- Church: Jubilee Christian Church

Personal details
- Born: Catherine Wangūi Karanja July 18, 1973 (age 52) Thìndìgua, Kiambu County
- Denomination: Christian
- Residence: Nairobi County
- Spouse: Allan Kiuna (Deceased)
- Education: Diploma in Counselling Psychology, Amani Counselling Centre

= Kathy Kiuna =

Bishop and co-founder of Jubilee Christian Church (JCC) Parklands

Kathy Kiuna, Karanja (born July 18, 1973), is a Kenyan Pentecostal minister and a prosperity gospel preacher. She is a bishop and co-founder of Jubilee Christian Church (JCC) Parklands, a corporate Neo-Pentecostal church in Nairobi, Kenya. Kiuna is a gospel singer, praise and worship leader, marriage counselor and an author. She also founded the Daughters of Zion movement, which empowers girls and women, and host of a television program called "Women Without Limits" that features inspiring stories of women who have overcome the odds to achieve their goals and success. Kiuna is additionally the founder of Daughters of Zion Mentorship program, which prepares women for church ministry and community development. JCC has 21 branches worldwide including Jubilee Christian Church, Atlanta and Jubilee Christian Church, Nottingham, as well as Jubilee Christian Church, Burundi.

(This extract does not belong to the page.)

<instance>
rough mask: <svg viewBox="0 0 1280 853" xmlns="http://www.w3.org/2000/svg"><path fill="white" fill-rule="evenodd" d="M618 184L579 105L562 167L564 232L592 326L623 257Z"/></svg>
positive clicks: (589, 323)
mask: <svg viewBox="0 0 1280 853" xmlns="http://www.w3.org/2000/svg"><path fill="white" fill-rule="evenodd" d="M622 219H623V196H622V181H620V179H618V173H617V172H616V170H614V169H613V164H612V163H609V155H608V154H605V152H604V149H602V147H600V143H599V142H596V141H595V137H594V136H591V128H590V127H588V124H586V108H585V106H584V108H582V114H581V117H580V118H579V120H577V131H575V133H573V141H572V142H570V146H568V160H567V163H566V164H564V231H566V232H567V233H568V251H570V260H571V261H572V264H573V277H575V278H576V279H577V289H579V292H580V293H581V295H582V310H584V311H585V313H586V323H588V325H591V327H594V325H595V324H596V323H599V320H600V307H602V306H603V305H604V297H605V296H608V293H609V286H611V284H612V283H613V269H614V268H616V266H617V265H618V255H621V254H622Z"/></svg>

== Early life, education and work ==
Kathy Kiuna was born Catherine Wangūi Karanja, on July 18, 1973, in Thìndìgua Kìambu District (now Kiambu County) in Kenya. She is the third of five children, born to Sarah Wambūi and David Karanja. After high school, Kiuna enrolled at Queensway Secretarial College and earned a Diploma in Secretarial studies. She also holds a Diploma in Counselling Psychology from Amani Counselling Centre, affiliated with Tangaza University. Kiuna worked as a secretary at Top Lease and Holding before venturing into church ministry work.

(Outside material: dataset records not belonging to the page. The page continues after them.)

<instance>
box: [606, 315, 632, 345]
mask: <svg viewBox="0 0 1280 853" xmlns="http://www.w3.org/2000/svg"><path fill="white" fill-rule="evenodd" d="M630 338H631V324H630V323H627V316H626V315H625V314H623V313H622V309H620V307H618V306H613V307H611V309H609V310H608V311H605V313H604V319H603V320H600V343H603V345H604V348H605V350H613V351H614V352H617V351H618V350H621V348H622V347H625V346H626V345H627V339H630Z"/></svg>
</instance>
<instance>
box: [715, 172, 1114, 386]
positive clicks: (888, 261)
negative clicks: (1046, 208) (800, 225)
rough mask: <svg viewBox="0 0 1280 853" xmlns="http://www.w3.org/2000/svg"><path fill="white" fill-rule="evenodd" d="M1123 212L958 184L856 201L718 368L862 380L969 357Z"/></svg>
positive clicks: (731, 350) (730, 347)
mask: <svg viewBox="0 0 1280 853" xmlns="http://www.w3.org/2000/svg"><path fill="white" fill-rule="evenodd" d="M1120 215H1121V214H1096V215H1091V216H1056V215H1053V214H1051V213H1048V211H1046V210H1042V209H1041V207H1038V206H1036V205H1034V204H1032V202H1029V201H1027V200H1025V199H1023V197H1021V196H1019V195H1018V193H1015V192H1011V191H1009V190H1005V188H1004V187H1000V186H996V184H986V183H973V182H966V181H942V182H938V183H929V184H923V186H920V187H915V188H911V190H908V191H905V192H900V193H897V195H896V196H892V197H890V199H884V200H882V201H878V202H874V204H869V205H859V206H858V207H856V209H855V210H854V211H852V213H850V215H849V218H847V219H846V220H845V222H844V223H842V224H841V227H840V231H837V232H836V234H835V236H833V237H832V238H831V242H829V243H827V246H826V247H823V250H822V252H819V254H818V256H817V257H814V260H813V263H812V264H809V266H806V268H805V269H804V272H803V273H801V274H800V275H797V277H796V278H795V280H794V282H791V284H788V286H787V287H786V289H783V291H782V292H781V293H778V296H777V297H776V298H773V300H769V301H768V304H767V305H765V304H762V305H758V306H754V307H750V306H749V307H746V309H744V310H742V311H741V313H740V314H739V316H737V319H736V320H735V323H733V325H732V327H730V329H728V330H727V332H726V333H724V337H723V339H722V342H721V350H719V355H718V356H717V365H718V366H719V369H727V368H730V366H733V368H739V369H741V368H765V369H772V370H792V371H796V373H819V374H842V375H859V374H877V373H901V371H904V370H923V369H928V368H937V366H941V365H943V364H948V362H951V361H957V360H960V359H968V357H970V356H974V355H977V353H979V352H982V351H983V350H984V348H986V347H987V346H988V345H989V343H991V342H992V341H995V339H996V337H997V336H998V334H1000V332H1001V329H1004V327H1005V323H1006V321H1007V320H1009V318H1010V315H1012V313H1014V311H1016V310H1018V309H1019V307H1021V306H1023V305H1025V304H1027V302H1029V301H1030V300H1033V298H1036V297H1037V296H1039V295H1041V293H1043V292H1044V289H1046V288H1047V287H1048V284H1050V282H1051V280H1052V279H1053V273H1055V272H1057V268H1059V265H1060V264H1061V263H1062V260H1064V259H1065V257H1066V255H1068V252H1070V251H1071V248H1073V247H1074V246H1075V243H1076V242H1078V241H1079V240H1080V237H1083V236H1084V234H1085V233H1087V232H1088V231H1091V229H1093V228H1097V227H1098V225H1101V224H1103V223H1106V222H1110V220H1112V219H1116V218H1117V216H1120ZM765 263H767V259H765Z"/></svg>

== Family life and church ministry ==
She married Bishop Allan Kiuna in 1994 and they have three children. In 1999, she co-founded the Jubilee Christian Church (JCC) with her husband Allan Kiuna. JCC is a contemporary Christian organization run like a business, applying market place rhetoric and marketing principles to maximize profits. The church has 21 branches, of which 18 are in Kenya, one in Burundi, one in Nottingham and one in Atlanta. Kiuna started her church ministry work as a praise and worship leader and later became an associate pastor. In 2003, Kiuna founded the Daughters of Zion (DoZ) ministry within JCC to address women's issues in the church and society. The DoZ brought Kiuna into prominence, leading her to launch the 'Women Without Limits' television program that was aired weekly on a national broadcasting station and later on YouTube. Through the 'Women Without Limits' program, Kiuna utilizes motivational talks, spiritual and scriptural affirmations to foster empowerment through spiritual capital and religious language. The DoZ is a monthly meeting that attracts women from various social backgrounds. The ministry has grown to thousands of followers and Kiuna hosts an annual Daughters of Zion convention that brings together various Pentecostal pastors and evangelists from around the world. Under Kiuna's leadership the daughters of Zion ministry has expanded to include a cooperative society for savings and loans to help women start businesses, supporting the ministry's goal of raising the standard among women. After her husband's death in 2024, Kiuna was ordained as the bishop of JCC and now leads the 21 member ministries.

== Selected works ==

- Kiuna, A. & Kiuna, K. (2006). Appointment with Destiny. A Moving Testimony of God's Love and Faithfulness. Nairobi. Jubilee Publishers.
- Kiuna, A. & Kiuna, K. (2010). The Promise Guidebook: A Handbook for Appropriating Divine Promises In Your Life. Nairobi. Jubilee Publishers.
- Kiuna, A. & Kiuna, K. (2012). Marriage Works. Nairobi. Jubilee Publishers.
- Kiuna, K. (2016). Transformed Woman. Nairobi. Jubilee Publishers.
- Kiuna, K. (2020). LET ME GO: Breaking the shackles of insecurity. Jubilee Publishers {e-book}.
- Kiuna, K. (2023). Intimacy with God. Jubilee Publishers {e-book}.